StrategyBest ForHow It Splits
recursiveGeneral text, mixed contentParagraphs -> sentences -> words -> hard token cuts
markdownDocumentation, crawled web pagesMarkdown headers (h1-h6), preserves section structure
sentenceConversational content, Q&A, proseSentence boundaries, preserves sentence integrity

Choosing chunk_size

  • 256 tokens -- fine-grained retrieval, higher precision, more chunks
  • 512 tokens (default) -- balanced for most RAG use cases
  • 1024 tokens -- broader context per chunk, fewer chunks, good for summarization
  • 2048+ tokens -- large context windows, best with newer embedding models

Architecture

  • src/agent/main.py -- Actor entry point, input handling, dataset chaining, output
  • src/agent/chunker.py -- Core chunking engine with three strategies and token counting
  • src/agent/validation.py -- Input validation, sanitization, and security checks
  • src/agent/pricing.py -- PPE billing calculator ($0.0005/chunk)
  • skill.md -- Machine-readable skill contract for agent discovery

Security

  • Size limits: 500K chars max text, 10K max dataset items, bounded chunk parameters
  • Sanitization: Strips null bytes and control characters (preserves newlines/tabs for Markdown)
  • Injection prevention: Dataset IDs and field names validated against strict regex patterns
  • No LLM calls: Pure text processing, zero prompt injection surface
  • No secrets: Actor requires no API keys or credentials
  • No network calls: All processing is local computation

Pricing

Pay-Per-Event (PPE): $0.0005 per chunk ($0.50 per 1,000 chunks).
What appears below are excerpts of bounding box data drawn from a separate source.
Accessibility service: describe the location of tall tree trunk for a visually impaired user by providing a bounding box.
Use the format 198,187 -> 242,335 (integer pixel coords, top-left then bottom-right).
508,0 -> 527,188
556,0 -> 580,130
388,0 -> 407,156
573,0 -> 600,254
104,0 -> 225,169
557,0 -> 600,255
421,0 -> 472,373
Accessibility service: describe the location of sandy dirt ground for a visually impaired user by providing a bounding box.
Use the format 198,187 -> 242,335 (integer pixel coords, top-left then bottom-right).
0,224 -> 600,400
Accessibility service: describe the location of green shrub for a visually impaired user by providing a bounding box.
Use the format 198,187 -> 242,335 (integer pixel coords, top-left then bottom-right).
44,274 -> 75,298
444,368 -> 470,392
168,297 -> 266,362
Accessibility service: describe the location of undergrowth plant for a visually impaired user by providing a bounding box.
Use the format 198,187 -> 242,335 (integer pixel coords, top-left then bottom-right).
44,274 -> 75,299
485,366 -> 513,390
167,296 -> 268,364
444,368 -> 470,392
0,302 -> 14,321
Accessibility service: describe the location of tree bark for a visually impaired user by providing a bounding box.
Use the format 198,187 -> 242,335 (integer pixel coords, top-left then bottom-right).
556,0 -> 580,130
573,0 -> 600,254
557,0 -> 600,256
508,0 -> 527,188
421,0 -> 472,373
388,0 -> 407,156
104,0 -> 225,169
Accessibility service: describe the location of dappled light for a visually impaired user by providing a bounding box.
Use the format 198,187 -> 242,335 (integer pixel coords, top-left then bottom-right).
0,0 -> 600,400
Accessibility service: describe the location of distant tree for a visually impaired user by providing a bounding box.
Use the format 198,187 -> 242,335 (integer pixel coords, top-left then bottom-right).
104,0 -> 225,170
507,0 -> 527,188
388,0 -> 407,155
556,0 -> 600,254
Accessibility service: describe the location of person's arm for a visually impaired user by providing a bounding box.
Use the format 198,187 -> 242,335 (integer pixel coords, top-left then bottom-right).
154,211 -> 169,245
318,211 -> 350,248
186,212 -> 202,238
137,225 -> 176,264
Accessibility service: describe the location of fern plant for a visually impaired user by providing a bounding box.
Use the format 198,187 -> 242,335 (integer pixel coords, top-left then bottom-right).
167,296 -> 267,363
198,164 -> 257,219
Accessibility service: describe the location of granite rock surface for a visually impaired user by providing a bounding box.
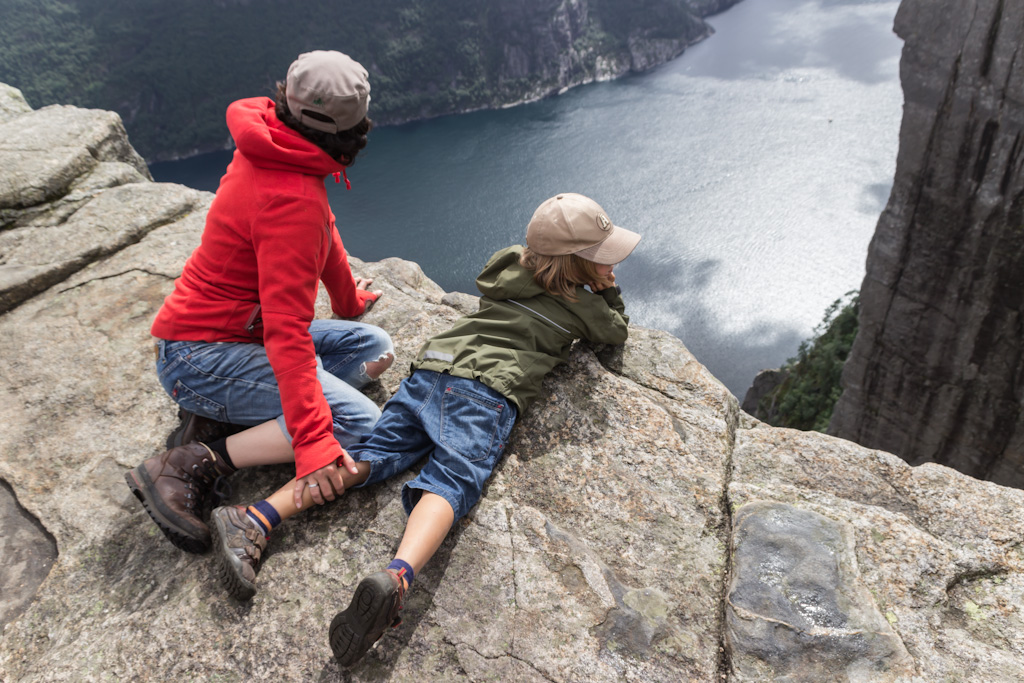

Content SizeApprox. ChunksCost
Single blog post10-20$0.005-$0.01
10-page website50-100$0.025-$0.05
100-page docs site500-1,000$0.25-$0.50
Large knowledge base5,000-10,000$2.50-$5.00

Troubleshooting

  • "No input provided": Supply either text or dataset_id
  • "Text exceeds maximum length": Split content into batches under 500K chars, or use dataset mode
  • "Invalid dataset_id format": Must be alphanumeric with hyphens/underscores, 1-64 chars
  • "chunk_overlap must be less than chunk_size": Reduce overlap or increase chunk size
  • "No chunks produced": Input text may be empty or contain only whitespace/control characters
  • Dataset errors: Verify the dataset ID exists and the actor has access to it

License

See LICENSE file for details.


MCP Integration

This actor works as an MCP tool through Apify's hosted MCP server. No custom server needed.

  • Endpoint: https://mcp.apify.com?tools=labrat011/rag-content-chunker
  • Auth: Authorization: Bearer <APIFY_TOKEN>
  • Transport: Streamable HTTP
  • Works with: Claude Desktop, Cursor, VS Code, Windsurf, Warp, Gemini CLI

Example MCP config (Claude Desktop / Cursor):

{
"mcpServers": {
"rag-content-chunker": {
"url": "https://mcp.apify.com?tools=labrat011/rag-content-chunker",
"headers": {
"Authorization": "Bearer <APIFY_TOKEN>"
}
}
}
}

AI agents can use this actor to split text and documents into optimally-sized chunks for RAG pipelines, prepare content for embedding, and build retrieval-ready datasets -- all as a callable MCP tool.